A cidade contemporânea traz consigo, além de marcas; feridas abertas por uma urbanística tida como racional, que afetou nos usos e costumes do integrante social
por Pedro Henrique Máximo Pereira
Objetiva-se neste artigo além de uma reflexão sobre o espaço urbano, com um foco no espaço público; levantar aspectos teórico-conceituais e históricos visando um melhor entendimento da atual situação urbana, considerando os aspectos tanto físicos (com relação à concretude de um espaço, considerando os aspectos teóricos), quanto psico-culturais (como este espaço é utilizado, e como funciona a interação psico-espacial do integrante social). Esse se baseia em uma comparação entre os períodos Moderno e Pós-moderno.

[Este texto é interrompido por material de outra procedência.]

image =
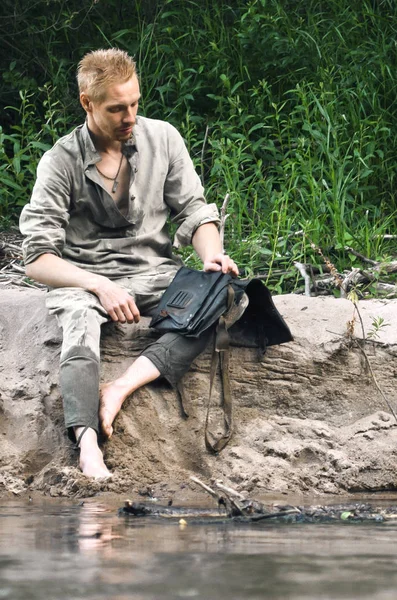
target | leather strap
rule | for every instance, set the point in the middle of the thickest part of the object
(221, 355)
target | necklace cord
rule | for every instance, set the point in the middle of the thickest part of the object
(114, 179)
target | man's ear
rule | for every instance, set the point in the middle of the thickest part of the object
(85, 102)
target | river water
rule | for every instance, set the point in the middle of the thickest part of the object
(52, 550)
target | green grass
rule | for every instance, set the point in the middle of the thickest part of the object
(288, 107)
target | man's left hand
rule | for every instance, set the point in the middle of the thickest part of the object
(221, 262)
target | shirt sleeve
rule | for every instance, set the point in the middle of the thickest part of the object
(44, 219)
(184, 194)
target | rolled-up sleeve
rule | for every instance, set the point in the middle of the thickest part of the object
(43, 220)
(184, 194)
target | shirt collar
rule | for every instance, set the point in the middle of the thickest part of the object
(91, 154)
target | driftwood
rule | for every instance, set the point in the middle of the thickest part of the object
(323, 284)
(12, 271)
(233, 506)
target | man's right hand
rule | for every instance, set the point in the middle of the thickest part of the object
(117, 302)
(57, 272)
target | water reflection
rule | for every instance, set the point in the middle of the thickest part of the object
(62, 550)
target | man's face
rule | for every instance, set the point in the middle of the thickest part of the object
(114, 117)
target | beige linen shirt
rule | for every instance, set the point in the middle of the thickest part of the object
(71, 214)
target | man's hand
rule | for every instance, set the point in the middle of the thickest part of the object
(221, 262)
(117, 302)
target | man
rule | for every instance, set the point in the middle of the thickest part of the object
(96, 234)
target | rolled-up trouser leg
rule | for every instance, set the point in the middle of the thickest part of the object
(172, 354)
(80, 315)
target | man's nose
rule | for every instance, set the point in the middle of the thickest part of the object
(130, 116)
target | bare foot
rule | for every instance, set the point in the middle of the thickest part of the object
(112, 396)
(91, 457)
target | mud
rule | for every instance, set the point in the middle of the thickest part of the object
(308, 416)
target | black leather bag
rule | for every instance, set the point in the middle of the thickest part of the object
(245, 316)
(195, 300)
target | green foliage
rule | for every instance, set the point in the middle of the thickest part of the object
(287, 106)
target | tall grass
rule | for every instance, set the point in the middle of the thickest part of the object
(288, 107)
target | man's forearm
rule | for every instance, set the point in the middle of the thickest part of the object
(57, 272)
(207, 242)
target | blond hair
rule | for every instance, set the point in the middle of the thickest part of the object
(101, 68)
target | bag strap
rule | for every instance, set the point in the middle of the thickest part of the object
(221, 355)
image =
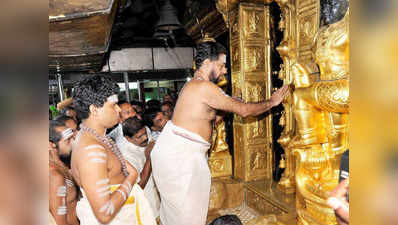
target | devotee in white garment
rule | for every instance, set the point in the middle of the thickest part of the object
(63, 194)
(107, 181)
(155, 120)
(135, 148)
(179, 162)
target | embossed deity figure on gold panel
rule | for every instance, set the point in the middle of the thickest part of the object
(220, 160)
(321, 113)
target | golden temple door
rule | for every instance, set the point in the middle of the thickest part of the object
(251, 80)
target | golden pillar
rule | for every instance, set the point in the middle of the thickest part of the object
(220, 160)
(317, 136)
(251, 80)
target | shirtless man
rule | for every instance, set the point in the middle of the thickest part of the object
(105, 178)
(62, 192)
(179, 160)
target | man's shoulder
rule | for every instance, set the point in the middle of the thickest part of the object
(201, 86)
(88, 143)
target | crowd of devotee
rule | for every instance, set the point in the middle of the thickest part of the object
(118, 162)
(138, 126)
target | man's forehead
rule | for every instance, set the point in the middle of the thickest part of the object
(126, 106)
(141, 132)
(113, 98)
(223, 58)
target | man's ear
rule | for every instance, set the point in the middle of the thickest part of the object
(52, 144)
(206, 61)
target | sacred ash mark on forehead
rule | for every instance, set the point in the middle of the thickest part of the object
(113, 98)
(223, 58)
(66, 134)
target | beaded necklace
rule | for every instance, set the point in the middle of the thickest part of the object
(111, 145)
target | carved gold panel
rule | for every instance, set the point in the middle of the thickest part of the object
(257, 162)
(220, 164)
(253, 22)
(235, 27)
(254, 58)
(239, 157)
(261, 205)
(235, 56)
(249, 48)
(307, 26)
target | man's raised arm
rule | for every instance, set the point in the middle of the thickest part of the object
(217, 99)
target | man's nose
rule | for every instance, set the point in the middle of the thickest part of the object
(224, 70)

Por uma contextualização histórica
O primeiro trata-se de um período de emergência da mídia e tecnologia, e neste, impõem-se como ideologia. Walter Benjamin afirma que houve um empobrecimento na cultura causado pela viável possibilidade de reprodutibilidade; e o momento do aqui e agora da obra de arte, ter perdido valor, autonomia espaço/temporal e seu caráter único. “Uma nova forma de miséria surgiu com esse monstruoso desenvolvimento da técnica, sobrepondo-se ao homem.” (BENJAMIM, 1996, p.115). A mídia e a tecnologia (no que diz respeito às várias interpretações deste termo) são difundidores de cultura. “Cultura de Massa”, voltada para o capitalismo, individualismo e vivência. Esta “nova cultura” (cultura pobre); implica em uma metamorfose da “cultura pura” ou “cultura virgem” (cultura tradicionalista, que é ativa e passiva), criando abstrações sociais, pluralidade na identidade de uma comunidade deixando-a impessoal. Com isso acontecem ramificações, hierarquias, camadas de novas culturas e costumes; que implicam em uma transformação das condições sociais, econômicas, políticas, culturais e consequentemente na formação das cidades tanto nos aspectos de infra-estrutura, quanto formais.

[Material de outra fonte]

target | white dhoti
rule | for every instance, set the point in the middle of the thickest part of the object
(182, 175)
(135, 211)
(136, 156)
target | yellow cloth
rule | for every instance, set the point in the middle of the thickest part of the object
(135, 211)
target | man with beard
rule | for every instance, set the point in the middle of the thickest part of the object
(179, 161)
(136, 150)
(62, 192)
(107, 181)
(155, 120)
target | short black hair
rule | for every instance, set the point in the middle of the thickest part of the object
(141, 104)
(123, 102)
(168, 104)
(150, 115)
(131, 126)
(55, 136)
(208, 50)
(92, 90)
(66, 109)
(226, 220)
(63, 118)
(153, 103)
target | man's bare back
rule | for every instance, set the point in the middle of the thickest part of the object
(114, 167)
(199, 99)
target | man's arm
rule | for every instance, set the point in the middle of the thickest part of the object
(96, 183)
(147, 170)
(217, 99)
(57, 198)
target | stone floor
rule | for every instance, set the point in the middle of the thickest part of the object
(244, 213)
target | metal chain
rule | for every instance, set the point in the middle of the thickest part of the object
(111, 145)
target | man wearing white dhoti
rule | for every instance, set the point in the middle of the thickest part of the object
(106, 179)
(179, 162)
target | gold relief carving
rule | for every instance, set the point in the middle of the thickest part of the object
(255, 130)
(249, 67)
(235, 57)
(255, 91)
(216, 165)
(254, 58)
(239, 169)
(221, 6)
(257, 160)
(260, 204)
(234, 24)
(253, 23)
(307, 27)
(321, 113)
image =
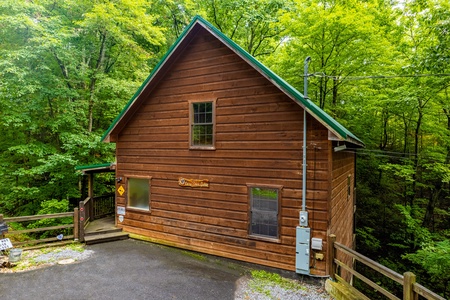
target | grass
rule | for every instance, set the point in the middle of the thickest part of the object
(28, 259)
(263, 281)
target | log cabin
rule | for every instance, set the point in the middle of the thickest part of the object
(209, 158)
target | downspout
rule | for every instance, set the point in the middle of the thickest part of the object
(305, 96)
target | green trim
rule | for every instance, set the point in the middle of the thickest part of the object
(312, 108)
(97, 166)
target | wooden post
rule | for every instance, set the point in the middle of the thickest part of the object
(1, 220)
(331, 255)
(91, 196)
(81, 219)
(76, 224)
(408, 283)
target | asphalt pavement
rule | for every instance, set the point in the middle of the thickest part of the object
(128, 270)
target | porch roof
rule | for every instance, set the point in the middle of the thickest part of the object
(97, 168)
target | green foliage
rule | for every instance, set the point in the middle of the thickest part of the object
(67, 68)
(262, 281)
(434, 258)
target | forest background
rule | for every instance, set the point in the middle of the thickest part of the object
(381, 68)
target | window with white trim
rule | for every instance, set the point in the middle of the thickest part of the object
(264, 206)
(139, 193)
(201, 124)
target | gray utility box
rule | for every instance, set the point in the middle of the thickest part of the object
(302, 242)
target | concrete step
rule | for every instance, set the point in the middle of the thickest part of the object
(89, 232)
(105, 237)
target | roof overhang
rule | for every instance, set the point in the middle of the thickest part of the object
(98, 168)
(338, 131)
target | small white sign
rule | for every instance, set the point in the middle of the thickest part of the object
(5, 244)
(121, 210)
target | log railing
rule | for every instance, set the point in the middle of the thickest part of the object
(32, 243)
(411, 289)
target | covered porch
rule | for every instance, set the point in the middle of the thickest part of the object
(97, 212)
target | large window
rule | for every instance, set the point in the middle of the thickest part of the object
(264, 206)
(202, 124)
(139, 193)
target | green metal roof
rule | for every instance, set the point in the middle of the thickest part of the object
(331, 124)
(96, 168)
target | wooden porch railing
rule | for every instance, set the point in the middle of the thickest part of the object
(65, 238)
(411, 289)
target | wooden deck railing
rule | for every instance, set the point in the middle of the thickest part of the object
(28, 244)
(411, 289)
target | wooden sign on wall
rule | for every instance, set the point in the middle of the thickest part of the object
(197, 183)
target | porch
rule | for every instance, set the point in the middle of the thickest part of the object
(97, 213)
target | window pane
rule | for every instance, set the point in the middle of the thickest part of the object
(138, 193)
(264, 212)
(202, 124)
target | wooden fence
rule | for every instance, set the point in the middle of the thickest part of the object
(32, 243)
(411, 289)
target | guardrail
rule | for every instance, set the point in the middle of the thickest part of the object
(411, 289)
(60, 240)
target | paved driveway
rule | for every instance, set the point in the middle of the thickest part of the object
(128, 270)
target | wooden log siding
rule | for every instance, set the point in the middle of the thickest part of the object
(341, 210)
(258, 141)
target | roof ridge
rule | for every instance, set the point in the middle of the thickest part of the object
(331, 124)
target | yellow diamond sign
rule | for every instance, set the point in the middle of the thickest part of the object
(121, 190)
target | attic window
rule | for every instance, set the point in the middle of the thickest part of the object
(201, 115)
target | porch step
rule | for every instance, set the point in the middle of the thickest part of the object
(103, 237)
(100, 231)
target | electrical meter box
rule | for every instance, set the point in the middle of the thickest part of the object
(302, 241)
(316, 244)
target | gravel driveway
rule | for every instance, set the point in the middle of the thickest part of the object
(134, 269)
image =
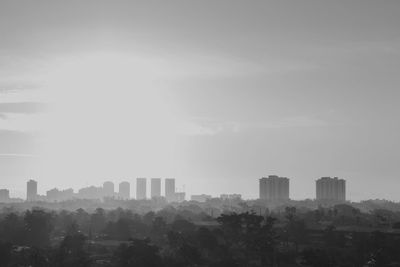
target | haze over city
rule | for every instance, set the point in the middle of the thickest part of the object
(215, 94)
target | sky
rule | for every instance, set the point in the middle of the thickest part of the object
(214, 93)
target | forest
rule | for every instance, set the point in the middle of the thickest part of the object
(188, 236)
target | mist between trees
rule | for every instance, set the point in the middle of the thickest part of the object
(200, 234)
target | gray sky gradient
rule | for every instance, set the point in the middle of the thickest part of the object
(301, 89)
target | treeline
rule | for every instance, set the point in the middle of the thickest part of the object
(184, 237)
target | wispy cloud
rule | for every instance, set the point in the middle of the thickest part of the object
(207, 126)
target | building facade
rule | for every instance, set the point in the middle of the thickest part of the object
(170, 189)
(274, 188)
(31, 190)
(200, 198)
(141, 188)
(124, 191)
(108, 189)
(155, 187)
(331, 189)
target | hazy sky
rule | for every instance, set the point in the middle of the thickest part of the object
(214, 93)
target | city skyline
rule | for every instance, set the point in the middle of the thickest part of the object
(274, 189)
(215, 93)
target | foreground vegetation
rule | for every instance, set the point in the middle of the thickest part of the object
(337, 236)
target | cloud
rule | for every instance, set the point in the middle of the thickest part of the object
(23, 107)
(207, 126)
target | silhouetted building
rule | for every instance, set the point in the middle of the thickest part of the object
(200, 198)
(124, 190)
(108, 189)
(331, 189)
(91, 192)
(179, 196)
(4, 195)
(231, 196)
(170, 189)
(155, 187)
(31, 190)
(59, 195)
(274, 188)
(140, 188)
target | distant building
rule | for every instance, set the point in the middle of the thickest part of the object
(59, 195)
(231, 196)
(140, 188)
(155, 187)
(108, 189)
(4, 195)
(274, 188)
(200, 198)
(179, 196)
(170, 189)
(31, 190)
(124, 190)
(91, 192)
(331, 189)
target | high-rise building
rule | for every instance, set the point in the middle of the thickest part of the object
(170, 189)
(59, 195)
(108, 189)
(179, 196)
(31, 190)
(274, 188)
(200, 198)
(331, 189)
(4, 195)
(155, 187)
(91, 192)
(124, 190)
(230, 196)
(140, 188)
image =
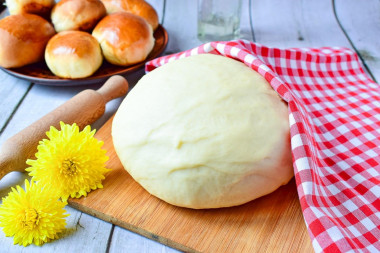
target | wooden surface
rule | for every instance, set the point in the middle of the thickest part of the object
(273, 223)
(280, 23)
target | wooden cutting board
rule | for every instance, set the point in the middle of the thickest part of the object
(273, 223)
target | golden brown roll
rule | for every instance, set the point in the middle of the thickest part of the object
(125, 38)
(138, 7)
(73, 54)
(80, 15)
(20, 44)
(38, 7)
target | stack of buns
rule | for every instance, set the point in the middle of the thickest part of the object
(73, 36)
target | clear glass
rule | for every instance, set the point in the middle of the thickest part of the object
(218, 20)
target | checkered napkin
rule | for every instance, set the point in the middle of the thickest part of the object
(334, 114)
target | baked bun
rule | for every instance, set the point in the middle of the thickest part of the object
(38, 7)
(204, 132)
(138, 7)
(20, 43)
(73, 54)
(80, 15)
(125, 38)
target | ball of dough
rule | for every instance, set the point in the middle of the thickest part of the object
(38, 7)
(204, 132)
(80, 15)
(138, 7)
(73, 54)
(20, 44)
(124, 37)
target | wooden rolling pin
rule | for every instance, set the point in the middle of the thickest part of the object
(83, 109)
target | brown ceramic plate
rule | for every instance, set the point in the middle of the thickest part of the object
(40, 73)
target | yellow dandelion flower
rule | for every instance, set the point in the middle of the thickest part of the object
(34, 215)
(70, 160)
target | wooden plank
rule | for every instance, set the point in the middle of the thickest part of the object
(126, 241)
(296, 23)
(361, 21)
(12, 91)
(272, 223)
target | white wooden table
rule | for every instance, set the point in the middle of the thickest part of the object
(278, 23)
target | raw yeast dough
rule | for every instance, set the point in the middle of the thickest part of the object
(204, 132)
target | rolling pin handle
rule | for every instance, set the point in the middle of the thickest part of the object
(116, 86)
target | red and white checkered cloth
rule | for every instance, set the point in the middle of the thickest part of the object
(334, 114)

Este é um período onde as indústrias ganharam espaço significativo na malha urbana, e o êxodo rural promoveu o inchaço das cidades. Estas, não possuíam infra-estrutura capaz de suportar um crescimento de até 20% de sua capacidade já existente em um único ano, como aconteceu com São Paulo, em alguns anos da década de 10. Que chegou a concentrar cerca de 30% de toda população nacional.
Com a estruturação industrial no seio da cidade, e com estas super-adensadas na primeira década do séc. XX, houve uma necessidade emergencial de resolução espacial. A solução era expandir seus limites, verticalizar o centro das cidades e criar habitações públicas, como os cortiços. Estes, por exemplo, se localizavam no subúrbio, para abrigar famílias de baixa ou nenhuma renda que chegavam do campo em busca de melhores condições de vida. Esta solução funcionou até os próprios cortiços se tornarem super-adensados. Nesses novos núcleos habitacionais, havia um grande número de pessoas de várias etnias. Pessoas que nunca se viram, tornavam-se vizinhas. Em seu romance, “O cortiço”, Álvares de Azevedo expõe a precariedade espacial desses conjuntos, que refletia, consequentemente em sua qualidade social.

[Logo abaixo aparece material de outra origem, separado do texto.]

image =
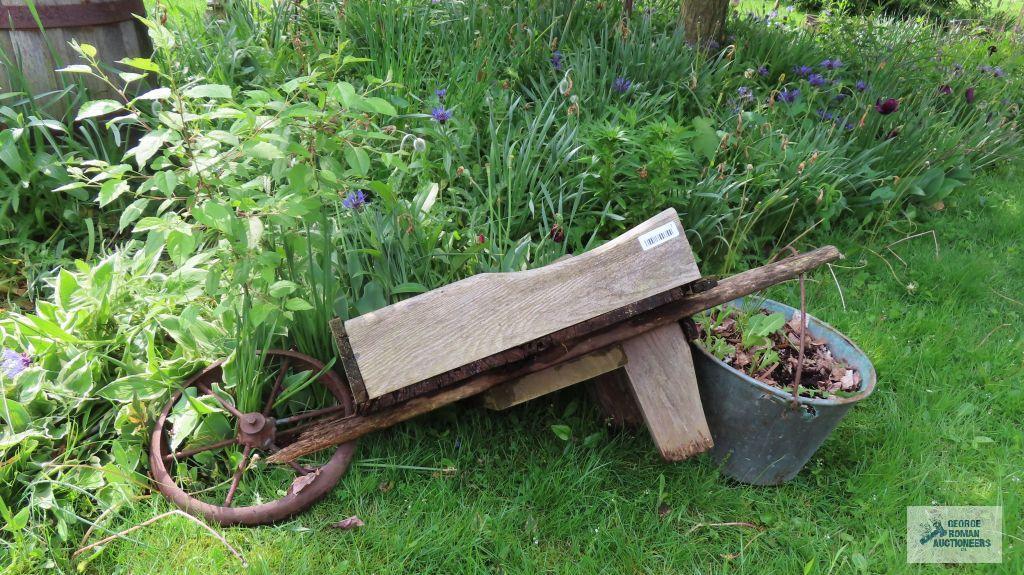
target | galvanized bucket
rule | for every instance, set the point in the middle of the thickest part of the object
(759, 437)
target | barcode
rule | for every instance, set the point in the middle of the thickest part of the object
(658, 235)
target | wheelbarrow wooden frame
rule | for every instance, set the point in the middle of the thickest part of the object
(608, 330)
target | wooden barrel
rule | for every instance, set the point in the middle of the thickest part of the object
(30, 54)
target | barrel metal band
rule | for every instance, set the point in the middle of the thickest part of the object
(70, 15)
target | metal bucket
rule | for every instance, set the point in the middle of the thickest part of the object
(759, 437)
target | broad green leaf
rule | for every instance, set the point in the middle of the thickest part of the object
(263, 150)
(97, 107)
(76, 69)
(297, 304)
(140, 63)
(209, 91)
(111, 190)
(156, 94)
(140, 386)
(282, 288)
(132, 213)
(147, 146)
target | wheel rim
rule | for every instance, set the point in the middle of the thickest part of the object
(255, 433)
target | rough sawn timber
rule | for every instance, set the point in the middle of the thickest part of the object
(665, 386)
(336, 431)
(464, 328)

E tornando à casa, Piedade ainda mais se enraivecia, porque ali defronte, no número 9, a mulata baiana, a dançadeira de chorado, a cobra assanhada, cantava alegremente, chegando de vez em quando à janela para vir soprar fora a cinza da fornalha do seu ferro de engomar, olhando de passagem para a direita e para a esquerda, a afetar indiferença pelo que não era de sua conta, e desaparecendo logo, sem interromper a cantiga, muito embebida no seu serviço [...] (AZEVEDO, Álvares de. 1890)
Com a crise habitacional no início do século XX, os espaços públicos, como praças e ruas se tornaram casas para parte desses imigrantes. Houve uma conseqüente alienação público-espacial por parte dos habitantes do grande centro, e estes novos “cidadãos” eram tidos como marginais. As terras circundantes das cidades foram invadidas, e não havia um controle e atendimento de infra-estrutura a essa nova camada sócio-espacial que surgia. Nasceu então na periferia das cidades a chamada “favela”. As indústrias não conseguiam empregar esses novos habitantes, e o desemprego tornava-se outro problema social. A cidade estava em uma nova crise. Esta nova camada sócio-espacial abrigava uma sociedade com alto índice de mortes, desemprego, fome; conseqüentemente marginal, no que diz à interpretação pejorativa do termo.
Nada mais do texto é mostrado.